Eliot’s Crisis of Meaning
As Budd Hopkins suggests in an article linked in the preceding section, Eliot’s “Waste Land” has the formal structure of a collage. We encounter an extraordinary variety of language, fragments from classical literature, scraps of popular songs, bits from overheard conversations. These are piled together, apparently at random, in a way that suggests the breakdown of cultural coherence. As the final lines comment, “These fragments I have shored against my ruins.” This lack of structure forces the reader into a role ordinarily assumed by the author: that of making meaning.
Reading: T.S. Eliot, The Waste Land (link). Note: you may find it valuable to listen to Eliot’s poem read by professional actors Jeremy Irons and Eileen Atkins: YouTube. They bring to life the very different “voices” that form the patchwork of Eliot’s poem.
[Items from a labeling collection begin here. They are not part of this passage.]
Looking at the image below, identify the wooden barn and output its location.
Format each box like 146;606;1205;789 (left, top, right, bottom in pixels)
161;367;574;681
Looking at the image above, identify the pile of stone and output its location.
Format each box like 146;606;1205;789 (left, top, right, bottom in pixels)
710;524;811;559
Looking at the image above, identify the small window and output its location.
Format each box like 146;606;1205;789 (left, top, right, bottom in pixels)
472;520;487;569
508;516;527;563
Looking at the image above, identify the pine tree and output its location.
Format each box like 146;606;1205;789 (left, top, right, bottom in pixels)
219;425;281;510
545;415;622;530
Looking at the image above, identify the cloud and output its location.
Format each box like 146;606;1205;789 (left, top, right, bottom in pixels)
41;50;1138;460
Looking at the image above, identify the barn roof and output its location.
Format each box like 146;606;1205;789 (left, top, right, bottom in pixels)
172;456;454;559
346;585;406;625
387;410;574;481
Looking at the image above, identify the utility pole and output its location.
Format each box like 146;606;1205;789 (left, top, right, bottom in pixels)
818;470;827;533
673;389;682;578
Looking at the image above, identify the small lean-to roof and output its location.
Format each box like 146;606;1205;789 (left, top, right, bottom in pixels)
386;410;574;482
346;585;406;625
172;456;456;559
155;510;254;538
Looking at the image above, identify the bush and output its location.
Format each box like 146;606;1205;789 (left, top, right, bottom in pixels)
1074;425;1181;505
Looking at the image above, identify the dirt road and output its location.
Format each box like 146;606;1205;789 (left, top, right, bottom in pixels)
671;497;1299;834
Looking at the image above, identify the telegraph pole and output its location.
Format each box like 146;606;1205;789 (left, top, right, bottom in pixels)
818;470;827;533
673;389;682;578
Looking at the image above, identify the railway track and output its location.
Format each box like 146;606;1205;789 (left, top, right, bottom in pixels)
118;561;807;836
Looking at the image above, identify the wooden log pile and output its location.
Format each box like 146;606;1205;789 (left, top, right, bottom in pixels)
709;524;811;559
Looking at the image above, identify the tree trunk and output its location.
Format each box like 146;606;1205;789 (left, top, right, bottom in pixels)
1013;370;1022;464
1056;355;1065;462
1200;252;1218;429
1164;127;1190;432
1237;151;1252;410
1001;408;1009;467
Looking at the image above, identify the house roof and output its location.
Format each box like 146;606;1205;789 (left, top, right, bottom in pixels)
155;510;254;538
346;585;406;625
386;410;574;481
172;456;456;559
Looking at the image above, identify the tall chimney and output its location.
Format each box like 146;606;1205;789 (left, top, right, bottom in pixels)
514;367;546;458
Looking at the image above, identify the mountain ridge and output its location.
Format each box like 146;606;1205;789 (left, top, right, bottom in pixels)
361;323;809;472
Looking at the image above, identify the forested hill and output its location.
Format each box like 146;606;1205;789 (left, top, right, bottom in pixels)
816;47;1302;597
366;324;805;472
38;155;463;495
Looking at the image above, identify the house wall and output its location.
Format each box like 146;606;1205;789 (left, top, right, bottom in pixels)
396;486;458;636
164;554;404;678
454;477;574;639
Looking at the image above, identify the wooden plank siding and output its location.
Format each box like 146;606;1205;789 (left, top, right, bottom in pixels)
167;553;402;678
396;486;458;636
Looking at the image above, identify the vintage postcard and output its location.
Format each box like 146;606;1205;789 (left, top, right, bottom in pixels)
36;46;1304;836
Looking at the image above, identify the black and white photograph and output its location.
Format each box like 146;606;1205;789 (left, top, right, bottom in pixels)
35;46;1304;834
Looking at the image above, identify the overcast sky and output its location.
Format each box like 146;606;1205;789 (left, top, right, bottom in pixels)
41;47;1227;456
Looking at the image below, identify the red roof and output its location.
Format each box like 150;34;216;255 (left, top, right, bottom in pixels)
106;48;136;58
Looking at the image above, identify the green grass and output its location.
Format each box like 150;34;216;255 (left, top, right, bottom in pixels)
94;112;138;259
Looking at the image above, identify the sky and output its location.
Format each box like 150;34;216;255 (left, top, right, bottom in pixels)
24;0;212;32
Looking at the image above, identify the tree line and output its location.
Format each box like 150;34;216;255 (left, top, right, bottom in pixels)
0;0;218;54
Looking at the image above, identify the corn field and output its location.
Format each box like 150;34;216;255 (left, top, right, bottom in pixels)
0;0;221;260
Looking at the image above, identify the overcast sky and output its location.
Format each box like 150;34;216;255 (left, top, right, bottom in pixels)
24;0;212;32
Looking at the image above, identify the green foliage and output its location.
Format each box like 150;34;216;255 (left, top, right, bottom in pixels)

Writing: Respond to ONE of the following prompts. Keep your response short, posting as a reply under the appropriate heading in the comments section:
- An American living in Europe (mostly London), Eliot was likely struck by the rigid class hierarchies of the old world. Where does class enter into The Waste Land?
- Early in the poem Eliot references the loss of life in World War 1. Quote a key moment and comment as to how the poem contextualizes the war.
- Having plundered Western European myth and literature, in the final section Eliot turns to Hindu scripture: Da, Datta, Dayadhvam, Damyata. How is this similar to or different from the Orientalism we witnessed at the Royal Pavilion in Brighton, dating a century before Eliot’s poem?